Abstract
This paper presents a new integrated workflow that couples geology, geomechanics and geophysics (3G) with a constrained asymmetric frac model as applied to a Wolfcamp well to address the concerns of well interference. The proposed workflow enables the ability to adapt the frac design of each stage based on the in-situ geologic and geomechanical variability. The objective of this approach is to identify the variable treatment parameters required to overcome the stress heterogeneity and estimate the impact of the adaptive frac design on the final fracture geometry.
The lateral stress gradients resulting from the pressure depletion due to a nearby producing well and the fluid leak-off due to opening of natural fractures are fine-tuned to account for asymmetry observed in the geomechanical modeling. The role of the natural fractures is emphasized and practical approaches to estimate a validated natural fracture model are described and illustrated. A validation well is used to highlight the importance of the input natural fracture model in calculating validated differential stress and strain that reproduce the main features of the microseismic. With this validated strain model, a constrained frac design provides the proper asymmetric fracture geometry able to pinpoint the poor and good frac stages. Once the workflow is extensively validated, it can be used on target wells to avoid frac hits.

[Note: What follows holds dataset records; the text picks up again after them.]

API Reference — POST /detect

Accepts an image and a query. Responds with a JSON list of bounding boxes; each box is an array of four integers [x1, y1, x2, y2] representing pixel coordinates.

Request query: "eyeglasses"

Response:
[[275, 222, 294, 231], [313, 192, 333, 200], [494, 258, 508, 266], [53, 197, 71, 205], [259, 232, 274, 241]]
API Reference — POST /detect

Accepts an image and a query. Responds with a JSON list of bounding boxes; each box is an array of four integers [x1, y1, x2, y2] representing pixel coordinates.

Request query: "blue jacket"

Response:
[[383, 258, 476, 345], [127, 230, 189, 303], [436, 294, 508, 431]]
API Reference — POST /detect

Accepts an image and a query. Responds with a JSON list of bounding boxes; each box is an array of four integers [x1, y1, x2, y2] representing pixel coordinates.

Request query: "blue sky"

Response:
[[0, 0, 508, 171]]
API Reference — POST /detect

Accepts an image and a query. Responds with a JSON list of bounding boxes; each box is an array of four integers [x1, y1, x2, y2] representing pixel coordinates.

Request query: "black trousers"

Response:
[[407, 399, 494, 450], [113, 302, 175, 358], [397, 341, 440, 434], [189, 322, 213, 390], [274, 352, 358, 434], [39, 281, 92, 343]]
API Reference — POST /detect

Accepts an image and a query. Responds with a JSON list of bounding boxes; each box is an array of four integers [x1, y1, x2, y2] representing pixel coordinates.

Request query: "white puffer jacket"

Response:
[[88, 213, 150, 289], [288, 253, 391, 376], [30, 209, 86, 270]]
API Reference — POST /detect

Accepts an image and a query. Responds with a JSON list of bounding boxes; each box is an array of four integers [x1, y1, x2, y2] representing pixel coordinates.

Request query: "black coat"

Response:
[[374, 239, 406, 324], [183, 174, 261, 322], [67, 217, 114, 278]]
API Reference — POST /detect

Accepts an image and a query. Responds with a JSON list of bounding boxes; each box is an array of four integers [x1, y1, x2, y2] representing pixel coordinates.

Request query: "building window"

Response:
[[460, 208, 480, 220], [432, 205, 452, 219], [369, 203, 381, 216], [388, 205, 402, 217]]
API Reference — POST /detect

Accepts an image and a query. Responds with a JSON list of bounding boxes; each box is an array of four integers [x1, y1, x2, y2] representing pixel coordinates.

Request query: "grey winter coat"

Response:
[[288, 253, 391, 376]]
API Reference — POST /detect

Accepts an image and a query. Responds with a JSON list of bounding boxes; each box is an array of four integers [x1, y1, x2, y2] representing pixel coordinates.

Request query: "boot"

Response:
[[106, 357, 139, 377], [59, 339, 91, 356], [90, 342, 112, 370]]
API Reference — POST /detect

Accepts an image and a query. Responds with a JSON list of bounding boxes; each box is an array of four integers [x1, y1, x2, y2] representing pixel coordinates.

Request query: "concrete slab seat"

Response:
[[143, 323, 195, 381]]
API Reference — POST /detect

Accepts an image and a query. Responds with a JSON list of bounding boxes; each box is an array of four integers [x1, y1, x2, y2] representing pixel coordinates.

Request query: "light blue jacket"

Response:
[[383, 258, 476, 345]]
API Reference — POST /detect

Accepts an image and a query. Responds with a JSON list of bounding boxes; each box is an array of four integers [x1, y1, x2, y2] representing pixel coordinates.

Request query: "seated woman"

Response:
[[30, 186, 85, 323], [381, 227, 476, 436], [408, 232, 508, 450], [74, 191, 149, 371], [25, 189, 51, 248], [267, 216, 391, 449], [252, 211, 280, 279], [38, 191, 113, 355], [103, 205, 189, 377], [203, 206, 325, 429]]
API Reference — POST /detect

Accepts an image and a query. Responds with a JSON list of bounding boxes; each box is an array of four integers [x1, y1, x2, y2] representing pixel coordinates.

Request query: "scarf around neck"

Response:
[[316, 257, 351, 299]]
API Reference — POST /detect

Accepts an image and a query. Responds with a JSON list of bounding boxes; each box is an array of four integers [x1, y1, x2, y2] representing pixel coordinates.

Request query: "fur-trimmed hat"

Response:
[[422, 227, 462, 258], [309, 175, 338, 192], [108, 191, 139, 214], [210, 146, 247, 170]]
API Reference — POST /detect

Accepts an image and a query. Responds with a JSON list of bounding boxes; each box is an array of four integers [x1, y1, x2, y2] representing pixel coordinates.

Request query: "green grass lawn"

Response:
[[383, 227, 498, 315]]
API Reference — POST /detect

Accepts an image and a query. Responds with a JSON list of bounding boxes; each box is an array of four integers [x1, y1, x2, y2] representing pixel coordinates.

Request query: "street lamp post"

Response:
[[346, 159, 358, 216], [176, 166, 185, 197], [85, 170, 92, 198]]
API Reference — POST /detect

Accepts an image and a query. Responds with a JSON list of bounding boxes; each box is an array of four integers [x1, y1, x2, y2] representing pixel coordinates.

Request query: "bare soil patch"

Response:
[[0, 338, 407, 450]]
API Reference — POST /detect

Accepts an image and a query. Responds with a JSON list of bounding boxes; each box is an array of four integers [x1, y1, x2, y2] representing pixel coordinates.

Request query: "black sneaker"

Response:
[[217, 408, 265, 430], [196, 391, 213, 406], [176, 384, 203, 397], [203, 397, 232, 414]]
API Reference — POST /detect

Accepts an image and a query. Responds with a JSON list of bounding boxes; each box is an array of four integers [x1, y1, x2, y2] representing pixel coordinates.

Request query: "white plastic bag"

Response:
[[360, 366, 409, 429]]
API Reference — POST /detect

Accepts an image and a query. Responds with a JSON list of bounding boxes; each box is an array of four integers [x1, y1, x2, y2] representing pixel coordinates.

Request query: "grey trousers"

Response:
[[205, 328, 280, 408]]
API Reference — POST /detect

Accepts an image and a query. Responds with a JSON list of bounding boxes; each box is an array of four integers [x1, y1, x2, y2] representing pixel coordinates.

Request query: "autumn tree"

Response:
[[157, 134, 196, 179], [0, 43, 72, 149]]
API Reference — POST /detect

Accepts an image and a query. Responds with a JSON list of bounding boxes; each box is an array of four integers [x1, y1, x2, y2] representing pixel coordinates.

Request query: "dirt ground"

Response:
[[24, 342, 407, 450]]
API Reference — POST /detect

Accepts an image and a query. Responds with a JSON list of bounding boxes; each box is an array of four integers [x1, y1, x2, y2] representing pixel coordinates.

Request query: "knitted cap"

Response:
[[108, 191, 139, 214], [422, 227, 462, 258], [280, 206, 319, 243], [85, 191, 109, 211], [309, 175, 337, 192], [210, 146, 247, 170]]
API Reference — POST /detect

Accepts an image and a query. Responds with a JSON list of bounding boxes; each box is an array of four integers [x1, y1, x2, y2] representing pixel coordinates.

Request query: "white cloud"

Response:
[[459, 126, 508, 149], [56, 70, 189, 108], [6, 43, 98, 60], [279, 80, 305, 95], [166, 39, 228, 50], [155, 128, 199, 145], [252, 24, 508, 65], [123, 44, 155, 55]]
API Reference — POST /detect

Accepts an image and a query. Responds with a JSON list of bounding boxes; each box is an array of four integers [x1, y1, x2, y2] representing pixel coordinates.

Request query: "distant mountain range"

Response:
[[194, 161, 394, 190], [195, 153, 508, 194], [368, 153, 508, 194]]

In this Wolfcamp example, the challenge was to find the optimal frac design to minimize interference of an infill well with existing offset producers. To address the possible zones of interference, the stage spacing was locally increased to 152 m (500 ft), and the treatment was especially modified in the middle stages of the well. This resulted in reducing the number of stages from 40 to 34, specifically in zones indicating high probability of interference. The design was altered from pumping a mixture of 320,000 lb of 100 mesh and 40/70 mesh sand to 220,000 lb of 40/70 mesh sand, and the injected fluid viscosity was increased from 10 centipoise (cP) for slick water to 30 cP for linear gel as better carrying capacity was required to pump only 40/70 mesh sand. Additonally, the injection rate was reduced from 105 bbl/min to 80 bbl/min.
The integrated approach allows for the ability to adapt the frac design to in-situ conditions including heterogeneity in the stress fields and the pressure depletion from existing producers. Adaptive frac design significantly reduces the probability of frac hits and well interference. The proposed modeling workflow enables greater investment efficiency and overall field development optimization.